Management by walking around (MBWA) is based on the concept that unscheduled “walks” around a business allows managers to see operations as they truly are and to communicate with employees on a more informal and, often, more open level.
Coming from retail, I believe heavily in MBWA and encourage managers to practice it often. I do the same when I am onsite.
The details you will see as you walk around your business can be illuminating. From a light bulb being out to a team member sprinting around the cash wrap to open the door for an elderly client, you will see your business in its semi-raw form (it’s only truly in raw from when management is out of the building) and notice details that you would not be exposed to any other way.
Management by walking around works.
Management by Walking Around: Customer Service Style
When you incorporate a customer service focus into MBWA, you will see aspects of your customer experience that you would never have seen otherwise.
Focusing on customer service and the customer experience while walking around can enable you to see strengths and weaknesses that are not necessarily reflected in your customers’ surveys.
Let’s take a hypothetical example to see how MBWA can produce results.
Management by Walking Around Is Like a Fresh Lens
Let’s say you own or manage a mid-sized advertising agency. You decide to walk the floor about 3-5 times a day. Sometimes you are purposeful in your walking; you want to see if Mike from the art department is still at his desk at 4pm.
Other times, you walk with half-purpose, focusing on a general area of the business such as the customer experience or the physical plant.
And sometimes, you walk with no purpose at all, just to see what you can see.
A week of MBWA could produce results like this:
- After overhearing a call with a client, you realize that there is more friction between the account managers and the creative team than you had been led to believe, and it is hurting clients.

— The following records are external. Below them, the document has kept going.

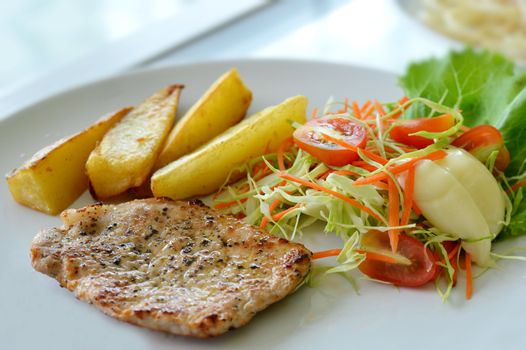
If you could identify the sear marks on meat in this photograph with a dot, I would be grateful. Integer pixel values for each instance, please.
(178, 267)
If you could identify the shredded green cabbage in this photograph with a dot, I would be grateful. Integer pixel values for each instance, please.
(295, 207)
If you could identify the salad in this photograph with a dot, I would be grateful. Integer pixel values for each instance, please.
(417, 189)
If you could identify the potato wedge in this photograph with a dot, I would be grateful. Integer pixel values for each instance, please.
(55, 176)
(224, 104)
(126, 155)
(205, 170)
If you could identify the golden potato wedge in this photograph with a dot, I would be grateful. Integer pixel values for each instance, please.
(206, 169)
(55, 176)
(127, 153)
(224, 104)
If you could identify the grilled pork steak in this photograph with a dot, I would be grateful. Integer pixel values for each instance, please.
(178, 267)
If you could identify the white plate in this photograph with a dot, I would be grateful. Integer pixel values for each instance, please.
(37, 313)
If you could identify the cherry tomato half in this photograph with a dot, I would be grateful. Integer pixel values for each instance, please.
(309, 138)
(416, 264)
(481, 141)
(403, 128)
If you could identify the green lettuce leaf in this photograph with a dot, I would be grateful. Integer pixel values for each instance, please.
(485, 86)
(488, 89)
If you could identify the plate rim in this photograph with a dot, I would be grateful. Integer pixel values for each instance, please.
(185, 65)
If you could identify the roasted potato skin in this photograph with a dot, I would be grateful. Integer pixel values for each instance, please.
(205, 170)
(223, 105)
(127, 153)
(55, 176)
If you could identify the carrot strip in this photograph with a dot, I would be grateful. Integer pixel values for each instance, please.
(394, 214)
(356, 110)
(408, 196)
(416, 208)
(368, 255)
(369, 111)
(344, 144)
(379, 108)
(346, 105)
(365, 106)
(382, 186)
(469, 277)
(325, 174)
(400, 103)
(229, 204)
(403, 100)
(314, 113)
(396, 169)
(272, 206)
(326, 253)
(346, 172)
(454, 264)
(282, 147)
(364, 165)
(279, 215)
(377, 256)
(317, 187)
(518, 185)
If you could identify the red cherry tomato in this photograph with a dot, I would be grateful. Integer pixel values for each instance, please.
(309, 138)
(481, 141)
(402, 129)
(417, 263)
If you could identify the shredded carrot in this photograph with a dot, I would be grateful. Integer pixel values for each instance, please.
(377, 256)
(365, 106)
(364, 165)
(379, 108)
(279, 215)
(454, 264)
(382, 186)
(356, 110)
(346, 172)
(281, 150)
(324, 175)
(416, 208)
(272, 206)
(396, 169)
(229, 204)
(326, 253)
(317, 187)
(314, 113)
(518, 185)
(400, 103)
(368, 113)
(345, 107)
(394, 214)
(344, 144)
(262, 173)
(408, 196)
(368, 255)
(403, 100)
(469, 277)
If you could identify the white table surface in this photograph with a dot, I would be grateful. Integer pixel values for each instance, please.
(371, 33)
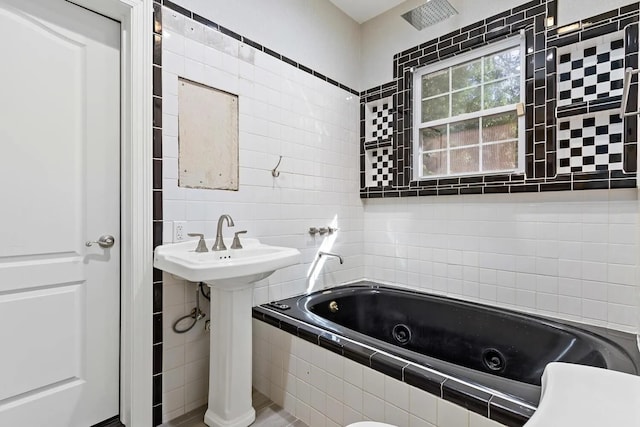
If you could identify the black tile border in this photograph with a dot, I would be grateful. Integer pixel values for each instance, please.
(460, 393)
(226, 31)
(540, 103)
(157, 174)
(157, 352)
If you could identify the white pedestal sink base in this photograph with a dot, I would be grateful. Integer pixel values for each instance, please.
(230, 358)
(213, 420)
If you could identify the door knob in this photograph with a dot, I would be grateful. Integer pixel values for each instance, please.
(105, 241)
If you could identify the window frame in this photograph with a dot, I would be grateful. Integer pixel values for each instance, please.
(418, 125)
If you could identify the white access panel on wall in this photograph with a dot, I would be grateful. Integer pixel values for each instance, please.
(59, 168)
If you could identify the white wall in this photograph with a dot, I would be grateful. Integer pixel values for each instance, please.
(314, 33)
(283, 111)
(571, 255)
(388, 34)
(570, 11)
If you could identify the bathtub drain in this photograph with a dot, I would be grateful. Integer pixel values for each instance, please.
(401, 333)
(493, 359)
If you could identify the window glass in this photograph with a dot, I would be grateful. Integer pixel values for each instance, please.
(466, 114)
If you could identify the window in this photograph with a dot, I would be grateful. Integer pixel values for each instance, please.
(466, 117)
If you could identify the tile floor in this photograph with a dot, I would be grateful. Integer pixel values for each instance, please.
(268, 414)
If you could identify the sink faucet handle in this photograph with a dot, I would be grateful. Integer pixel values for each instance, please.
(236, 240)
(202, 246)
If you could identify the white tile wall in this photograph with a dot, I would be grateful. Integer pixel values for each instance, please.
(287, 369)
(571, 255)
(283, 111)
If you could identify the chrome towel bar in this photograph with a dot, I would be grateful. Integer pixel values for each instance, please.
(628, 72)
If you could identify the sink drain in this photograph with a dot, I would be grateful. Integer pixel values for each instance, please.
(493, 360)
(401, 333)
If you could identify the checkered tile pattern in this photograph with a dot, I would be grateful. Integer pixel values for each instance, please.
(592, 143)
(379, 173)
(590, 70)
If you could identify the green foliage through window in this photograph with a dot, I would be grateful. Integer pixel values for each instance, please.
(467, 115)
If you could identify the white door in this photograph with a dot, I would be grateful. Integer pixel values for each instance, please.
(59, 187)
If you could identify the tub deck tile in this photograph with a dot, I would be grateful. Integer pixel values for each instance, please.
(468, 397)
(508, 413)
(358, 353)
(388, 365)
(423, 379)
(331, 343)
(308, 335)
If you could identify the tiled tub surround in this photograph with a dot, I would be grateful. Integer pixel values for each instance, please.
(569, 255)
(487, 399)
(285, 109)
(542, 44)
(327, 381)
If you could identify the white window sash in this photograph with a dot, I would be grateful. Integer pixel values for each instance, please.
(418, 125)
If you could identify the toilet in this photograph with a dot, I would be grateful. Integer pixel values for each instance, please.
(584, 396)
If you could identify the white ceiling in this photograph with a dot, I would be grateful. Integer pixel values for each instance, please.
(363, 10)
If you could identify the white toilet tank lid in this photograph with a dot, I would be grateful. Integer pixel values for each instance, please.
(584, 396)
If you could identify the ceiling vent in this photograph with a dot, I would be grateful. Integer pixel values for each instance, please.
(432, 12)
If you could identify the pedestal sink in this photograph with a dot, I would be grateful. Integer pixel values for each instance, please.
(230, 274)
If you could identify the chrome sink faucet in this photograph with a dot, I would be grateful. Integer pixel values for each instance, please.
(331, 254)
(219, 243)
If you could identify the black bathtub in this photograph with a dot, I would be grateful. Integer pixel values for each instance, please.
(499, 350)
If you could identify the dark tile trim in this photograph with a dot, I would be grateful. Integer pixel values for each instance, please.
(370, 145)
(540, 104)
(508, 413)
(192, 15)
(450, 389)
(157, 317)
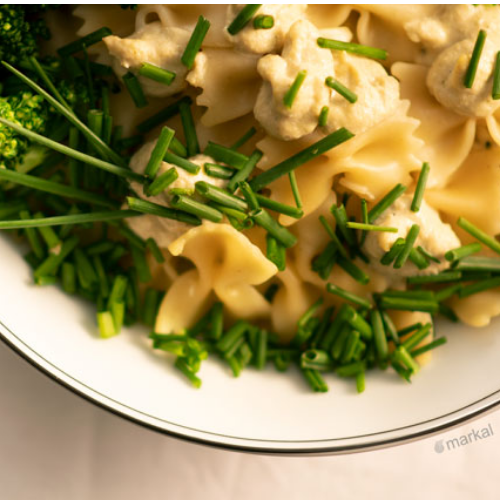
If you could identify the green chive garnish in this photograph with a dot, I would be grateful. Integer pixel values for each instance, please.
(495, 93)
(411, 237)
(194, 44)
(354, 48)
(162, 182)
(193, 147)
(470, 74)
(77, 155)
(243, 18)
(473, 230)
(307, 154)
(341, 89)
(158, 153)
(186, 165)
(291, 93)
(419, 190)
(263, 22)
(186, 204)
(385, 202)
(348, 296)
(147, 207)
(135, 90)
(157, 74)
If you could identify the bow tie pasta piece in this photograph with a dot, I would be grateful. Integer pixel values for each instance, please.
(473, 192)
(226, 264)
(264, 41)
(227, 77)
(154, 44)
(448, 137)
(301, 53)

- You notice that the sign in the lobby has probably not been dusted since the Carter administration. It’s funny how you never notice it as you rush to your desk every morning.
- You were able to connect in the break room with the new hire in the accounting department, and it turns out she worked for your primary competitor prior to coming to your shop. You get some good nuggets of information, establish a relationship, and start to question why the team leader that hired her did not share that intel with you.
- You see one of your designers showing a project manager why they have missed deadline, again. You jump into the conversation and discover that the costly software upgrade you were avoiding is not the luxury you thought it was. Time to make a decision.
- And unfortunately, you discover that Mike is never at his desk at 4pm. And that will be a discussion for next week.
Management by walking around is not about policing. Sure, on occasion, you will have specific items you are looking to prove or disprove. In fact, I use the term walking instead of wandering because I believe it is important to walk with purpose sometimes.
However, wandering about without a purpose is just as important. At the heart of the MBWA concept is walking with an open mind. You are not asking The Business questions and hoping it provides you answers. You are opening yourself up and letting The Business tell you what it thinks is important.
So, if you have not practiced MBWA before, give it a try for a few weeks.
On a few of your walks, try to focus your lens just on the customer experience. You will be amazed at what you see.
Have you ever tried management by walking around? Or worked for someone who used it?